Benedetta dimostra una forza inaudita, pensa che non può permettersi di abbattersi, per mamma, per zio Claudio e per nonna Finalba che sopravvive alla morte di un figlio e «pensavo non potesse reggere». E per tutti quei colleghi di papà arrivati a casa, «con gli occhi sbarrati, incollati alle sedie senza andarsene più». L’immagine di quegli uomini sprezzanti del pericolo che piangono tutte le loro lacrime spezza il cuore a Benedetta, tanto che è lei, diciassettenne che ha appena perso il padre, a sentire il dovere di farsi forza: «Non so cosa mi prese, non riuscivo nemmeno a guardarli in faccia. Vedevo il dolore che provavano per la mia famiglia ma pensavo anche che si immedesimavano, che avrebbero potuto esserci loro al posto di papà. La mia testa mi ha suggerito di reggere anche per loro, e così ho fatto». 

Sostegno continuo e concreto. Da allora, i vigili del fuoco non l’hanno mai fatta sentire sola. C’erano alla camera ardente per proteggerla dalla folla, c’erano all’uscita di scuola, c’erano per il sostegno agli studi e per il Natale che sarebbe arrivato di lì a poco. E c’erano anche un mese esatto dopo, quando lei diventava maggiorenne, e loro le regalano i fiori e una bella collana. Quella che forse le avrebbe fatto scegliere papà. «Subito dopo l’incidente, quando vedevo passare i vigili del fuoco ripensavo al funerale, alle sirene che accompagnarono il feretro. Adesso li seguo con gli occhi, cerco di capire se dentro i mezzi c’è qualcuno che conosco».

L'armadietto.
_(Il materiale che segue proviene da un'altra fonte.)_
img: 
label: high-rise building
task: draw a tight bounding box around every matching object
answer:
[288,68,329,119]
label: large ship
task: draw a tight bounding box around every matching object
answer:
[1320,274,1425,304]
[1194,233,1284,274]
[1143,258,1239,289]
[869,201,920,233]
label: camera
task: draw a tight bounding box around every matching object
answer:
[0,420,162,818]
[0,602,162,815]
Solo una cosa, Benedetta non è riuscita ad affrontarla subito: quell’armadietto con la targhetta “Stefano Colasanti”, rimasto intonso nel comando di via Sacchetti Sassetti, l’ha aperto solo lo scorso settembre, insieme a due colleghi di papà. 
Dentro c’era il piumino di quella mattina, i moschettoni, le borracce, la cintura, la divisa e gli scarponi. Ma insieme agli attrezzi del mestiere c’erano anche i disegni che lei aveva fatto alla scuola materna: quelli con papà vigile del fuoco che stava fuori per mesi, ma sempre con il pensiero di quell’unica figlia che il giorno del suo funerale avrebbe chiesto di cantare.